20.11.2025
Zigzag Your Way to Faster, Smarter AI Image Generation
MCML Research Insight - With Vincent Tao Hu, Olga Grebenkova, Pingchuan Ma, Johannes Schusterbauer, and Björn Ommer
State-of-the-art diffusion models like DiT and Stable Diffusion have made AI image generation incredibly powerful. But they still struggle with one big issue: scaling to large images or videos quickly and efficiently without exhausting your GPU memory. What if we could process images faster, use less memory, and still retain visual quality—without sacrificing the model’s expressiveness?
The paper from MCML Junior Members Vincent Tao Hu, Olga Grebenkova, Pingchuan Ma, Johannes Schusterbauer, and MCML PI Björn Ommer, and collaborators Stefan Andreas Baumann, and Ming Gui, introduces ZigMa, a plug-and-play diffusion backbone that combines the strengths of DiT-style architectures and Mamba’s efficient long-range sequence modeling.
«Our Zigzag Mamba method injects spatial continuity into Mamba’s scanning process, enabling high-resolution image and video generation with lower complexity.»
Vincent Tao Hu et al.
MCML Junior Members
The Insight: Scan Like a Human, Not Like a CPU
Mamba is a new state-space model (SSM) that can model long sequences very efficiently. But most vision models treat 2D images like flat 1D sequences using computer-style scanning (row-by-row or column-by-column). This breaks spatial continuity—like reading a painting line-by-line instead of seeing the whole picture.
The authors realized that this scan order matters a lot. So they designed Zigzag Scanning: a spatially continuous path that mimics how humans process visual information—preserving neighborhoods and image structure layer by layer (see Figure 1).

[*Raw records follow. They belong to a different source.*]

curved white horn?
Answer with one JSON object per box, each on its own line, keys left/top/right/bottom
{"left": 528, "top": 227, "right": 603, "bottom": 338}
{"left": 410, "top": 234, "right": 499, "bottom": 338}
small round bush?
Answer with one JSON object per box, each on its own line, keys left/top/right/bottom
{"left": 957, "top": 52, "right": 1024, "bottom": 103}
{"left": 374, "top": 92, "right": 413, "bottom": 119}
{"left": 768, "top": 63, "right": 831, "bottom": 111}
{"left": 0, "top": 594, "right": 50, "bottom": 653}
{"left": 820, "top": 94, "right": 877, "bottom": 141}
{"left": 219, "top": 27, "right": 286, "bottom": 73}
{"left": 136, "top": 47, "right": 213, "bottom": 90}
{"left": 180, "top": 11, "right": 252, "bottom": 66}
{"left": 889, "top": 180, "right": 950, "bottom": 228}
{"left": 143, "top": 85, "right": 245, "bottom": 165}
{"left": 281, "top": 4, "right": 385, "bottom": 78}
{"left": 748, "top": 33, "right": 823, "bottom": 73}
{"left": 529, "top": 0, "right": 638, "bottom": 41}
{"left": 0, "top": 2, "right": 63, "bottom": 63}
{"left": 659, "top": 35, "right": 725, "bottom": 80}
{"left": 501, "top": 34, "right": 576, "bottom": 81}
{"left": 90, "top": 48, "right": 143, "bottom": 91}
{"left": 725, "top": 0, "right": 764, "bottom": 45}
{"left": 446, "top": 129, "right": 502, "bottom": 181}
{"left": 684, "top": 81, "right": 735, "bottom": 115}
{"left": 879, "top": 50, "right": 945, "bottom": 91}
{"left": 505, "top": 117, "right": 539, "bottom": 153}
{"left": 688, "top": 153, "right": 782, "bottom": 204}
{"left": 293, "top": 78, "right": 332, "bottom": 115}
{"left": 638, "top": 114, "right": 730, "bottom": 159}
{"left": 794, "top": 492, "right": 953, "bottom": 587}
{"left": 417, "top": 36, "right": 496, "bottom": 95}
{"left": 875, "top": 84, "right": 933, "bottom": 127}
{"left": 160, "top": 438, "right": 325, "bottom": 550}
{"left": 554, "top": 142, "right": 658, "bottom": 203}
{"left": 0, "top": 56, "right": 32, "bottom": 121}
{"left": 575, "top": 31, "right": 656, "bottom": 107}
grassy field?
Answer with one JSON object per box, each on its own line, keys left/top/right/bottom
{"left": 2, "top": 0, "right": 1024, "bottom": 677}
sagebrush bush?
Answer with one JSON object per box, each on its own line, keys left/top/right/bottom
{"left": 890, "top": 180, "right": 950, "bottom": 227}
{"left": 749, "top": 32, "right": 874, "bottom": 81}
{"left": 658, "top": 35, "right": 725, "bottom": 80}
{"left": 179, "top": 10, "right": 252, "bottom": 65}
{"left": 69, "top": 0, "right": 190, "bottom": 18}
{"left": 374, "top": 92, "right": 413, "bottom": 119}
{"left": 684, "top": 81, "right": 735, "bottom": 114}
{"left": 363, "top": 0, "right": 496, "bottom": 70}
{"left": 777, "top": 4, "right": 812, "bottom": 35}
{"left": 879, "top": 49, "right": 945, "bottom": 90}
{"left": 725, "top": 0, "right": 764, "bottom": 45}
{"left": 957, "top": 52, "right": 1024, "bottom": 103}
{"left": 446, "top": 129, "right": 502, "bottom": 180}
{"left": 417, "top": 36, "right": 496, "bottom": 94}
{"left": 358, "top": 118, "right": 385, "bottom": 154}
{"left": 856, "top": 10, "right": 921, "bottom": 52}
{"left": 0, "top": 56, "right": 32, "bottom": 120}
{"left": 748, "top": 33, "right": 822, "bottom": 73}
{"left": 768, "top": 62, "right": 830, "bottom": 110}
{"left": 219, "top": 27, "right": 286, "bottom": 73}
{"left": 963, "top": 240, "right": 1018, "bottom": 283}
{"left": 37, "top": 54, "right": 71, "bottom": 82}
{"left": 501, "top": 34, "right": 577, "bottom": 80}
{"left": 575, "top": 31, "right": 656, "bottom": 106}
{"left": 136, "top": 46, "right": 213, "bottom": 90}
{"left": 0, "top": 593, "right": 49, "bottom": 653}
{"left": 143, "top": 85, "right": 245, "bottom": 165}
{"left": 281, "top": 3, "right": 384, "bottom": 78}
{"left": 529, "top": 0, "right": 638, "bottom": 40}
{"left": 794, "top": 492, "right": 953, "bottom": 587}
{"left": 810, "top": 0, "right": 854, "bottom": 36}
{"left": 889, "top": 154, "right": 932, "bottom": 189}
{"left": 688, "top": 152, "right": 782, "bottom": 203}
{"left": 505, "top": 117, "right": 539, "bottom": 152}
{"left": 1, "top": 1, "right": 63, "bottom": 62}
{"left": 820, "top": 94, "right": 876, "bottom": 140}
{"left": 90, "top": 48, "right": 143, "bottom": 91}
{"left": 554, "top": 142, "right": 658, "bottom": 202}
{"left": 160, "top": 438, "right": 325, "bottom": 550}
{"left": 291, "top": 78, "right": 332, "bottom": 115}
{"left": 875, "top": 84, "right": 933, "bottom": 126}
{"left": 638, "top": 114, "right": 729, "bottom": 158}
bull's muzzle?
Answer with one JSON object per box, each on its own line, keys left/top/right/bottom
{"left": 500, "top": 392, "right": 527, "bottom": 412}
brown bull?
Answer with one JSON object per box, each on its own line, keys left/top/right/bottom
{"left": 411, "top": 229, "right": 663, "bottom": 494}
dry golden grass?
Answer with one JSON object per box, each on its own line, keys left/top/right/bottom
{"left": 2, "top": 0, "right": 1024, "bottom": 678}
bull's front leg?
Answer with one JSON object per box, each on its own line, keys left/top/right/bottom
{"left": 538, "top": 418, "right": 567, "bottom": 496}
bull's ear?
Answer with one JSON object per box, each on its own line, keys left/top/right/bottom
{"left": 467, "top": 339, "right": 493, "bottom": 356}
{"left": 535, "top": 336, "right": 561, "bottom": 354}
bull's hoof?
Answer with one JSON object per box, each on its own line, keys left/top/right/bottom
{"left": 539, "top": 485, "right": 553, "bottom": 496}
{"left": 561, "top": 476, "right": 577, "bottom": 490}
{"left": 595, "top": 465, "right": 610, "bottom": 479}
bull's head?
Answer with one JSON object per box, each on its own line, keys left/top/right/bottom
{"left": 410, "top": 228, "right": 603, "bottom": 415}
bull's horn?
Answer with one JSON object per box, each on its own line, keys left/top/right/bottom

By combining this zigzag path with Mamba blocks in a DiT-style backbone, the team created a model that’s both memory-efficient and faster—without sacrificing expressiveness.
©Hu et al.
Figure 1: The 2D Image Scan. Our mamba scan design is based on the sweep-scan scheme shown in subfigure (a). From this, we developed a zigzag-scan scheme displayed in subfigure (b) to enhance the continuity of the patches, thereby maximizing the potential of the Mamba block. Since there are several possible arrangements for these continuous scans, we have listed the eight most common zigzag-scans in subfigure (c).
«We introduce the notion of Order Receptive Field—the number of zigzag paths used across layers—to balance quality, speed, and memory.»
Vincent Tao Hu et al.
MCML Junior Members
Zigzag Mamba: A Drop-in Replacement for Transformers
The core component of ZigMa is a zero-parameter heterogeneous layerwise scan:
- Each layer uses a different zigzag scan path from a pre-designed set (like S[i % 8])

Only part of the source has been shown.